Japanese investors sold a net ¥942.8 billion ($8.3 billion) of French sovereign bonds in March, after dumping a record amount in February. The notes had fallen in the first two months of the year on positive poll figures from far-right candidate Marine Le Pen. Now, with the election out of the way, France’s 10-year government bond yield of 0.85 percent compares favorably with the 0.04 percent yield available from equivalent Japanese securities, and the zero percent yield target of the Bank of Japan.

“Considering France’s double A credit rating status and the spreads, there is some more room for Japanese investors to direct their funds into France,” said Masaru Hamasaki, head of the strategy and economic research department at Amundi Asset Management in Tokyo. “France’s sovereign credit default swap narrowed since the first round of the presidential election, but French bonds will remain attractive for Japanese investors.”

The yield on France’s 10-year notes has fallen 9 basis points since Macron won the first round of the country’s presidential election on April 24.

Political uncertainty persists in Europe, with France’s parliamentary election coming up next month, an election in Germany in September and one in Italy expected by late May 2018. However, Japanese investors are likely to continue to search for yield in the region, faced with ultralow interest rates at home and rising currency hedge costs for U.S. dollar-denominated bonds.

“The parliamentary election will be important for Macron and depending on the outcome, France could face political instability, but even in such a case, this is not seen leading to a major political crisis,” said Shigeki Sakaki, chief strategist at Nomura Asset Management in Tokyo.
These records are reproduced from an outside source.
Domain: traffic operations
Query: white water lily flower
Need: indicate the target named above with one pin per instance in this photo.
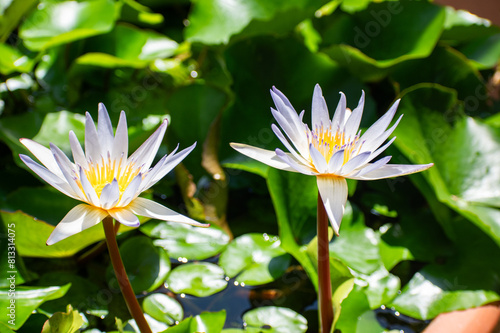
(332, 150)
(104, 177)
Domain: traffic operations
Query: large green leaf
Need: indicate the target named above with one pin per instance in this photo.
(385, 34)
(54, 23)
(27, 299)
(185, 241)
(431, 131)
(199, 279)
(147, 265)
(254, 259)
(215, 22)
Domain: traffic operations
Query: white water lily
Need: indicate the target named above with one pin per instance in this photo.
(104, 177)
(332, 150)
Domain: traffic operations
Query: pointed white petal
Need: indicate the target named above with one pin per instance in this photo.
(295, 165)
(285, 142)
(78, 219)
(393, 170)
(146, 153)
(298, 139)
(320, 115)
(170, 162)
(89, 191)
(267, 157)
(104, 130)
(333, 191)
(338, 116)
(149, 208)
(372, 145)
(68, 169)
(352, 124)
(336, 162)
(375, 130)
(355, 163)
(373, 166)
(131, 192)
(44, 155)
(120, 142)
(53, 180)
(77, 151)
(92, 146)
(110, 195)
(318, 159)
(125, 216)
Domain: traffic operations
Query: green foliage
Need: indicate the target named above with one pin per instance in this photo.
(422, 245)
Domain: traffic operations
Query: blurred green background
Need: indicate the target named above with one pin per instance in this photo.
(409, 248)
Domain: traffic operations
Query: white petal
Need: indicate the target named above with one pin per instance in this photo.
(373, 166)
(267, 157)
(393, 170)
(285, 142)
(146, 153)
(44, 155)
(355, 163)
(68, 169)
(318, 159)
(375, 130)
(92, 145)
(296, 166)
(125, 217)
(319, 109)
(77, 151)
(131, 192)
(333, 191)
(338, 116)
(352, 124)
(336, 162)
(104, 130)
(375, 143)
(149, 208)
(299, 140)
(170, 162)
(53, 180)
(110, 195)
(89, 191)
(78, 219)
(120, 142)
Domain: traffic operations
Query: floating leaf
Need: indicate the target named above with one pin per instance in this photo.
(254, 259)
(185, 241)
(199, 279)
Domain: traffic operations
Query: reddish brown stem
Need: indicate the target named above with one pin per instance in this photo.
(125, 286)
(325, 306)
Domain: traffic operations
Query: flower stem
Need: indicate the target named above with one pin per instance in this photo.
(127, 291)
(325, 305)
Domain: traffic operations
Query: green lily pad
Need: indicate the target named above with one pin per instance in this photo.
(27, 299)
(163, 308)
(199, 279)
(254, 259)
(67, 322)
(147, 265)
(274, 319)
(185, 241)
(54, 23)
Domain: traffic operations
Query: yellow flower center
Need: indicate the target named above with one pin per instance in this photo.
(102, 174)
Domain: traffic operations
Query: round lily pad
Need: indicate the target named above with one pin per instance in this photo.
(255, 259)
(274, 319)
(185, 241)
(199, 279)
(163, 308)
(147, 265)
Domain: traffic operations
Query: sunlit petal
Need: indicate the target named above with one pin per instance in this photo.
(78, 219)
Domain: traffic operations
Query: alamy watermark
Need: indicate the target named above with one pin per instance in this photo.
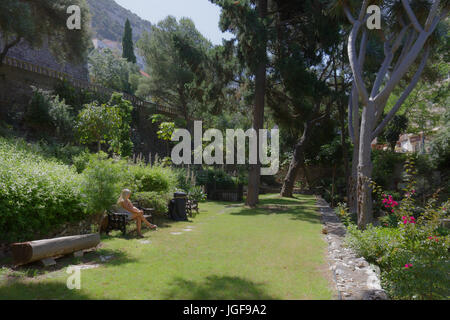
(74, 280)
(214, 152)
(74, 20)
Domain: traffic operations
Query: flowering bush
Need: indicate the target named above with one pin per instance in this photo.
(410, 247)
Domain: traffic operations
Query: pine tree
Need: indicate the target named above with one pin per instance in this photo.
(127, 43)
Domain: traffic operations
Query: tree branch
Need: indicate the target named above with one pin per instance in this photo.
(404, 95)
(354, 60)
(432, 14)
(412, 16)
(383, 70)
(349, 14)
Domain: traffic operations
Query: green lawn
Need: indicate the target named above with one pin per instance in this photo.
(273, 252)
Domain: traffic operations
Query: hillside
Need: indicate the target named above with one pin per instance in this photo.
(108, 20)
Nomura has assets under management worth more than ¥47 trillion.

Still, some investors may wait to confirm the results of these elections before committing to invest.

“I don’t think investors will be overly aggressive now to allocate their money into France at current price levels,” said Hidenori Suezawa, chief bond strategist at SMBC Nikko Securities in Tokyo. “We need to see the outcome of the election in June to see whether or not the presidency of Macron will actually bring political stability.”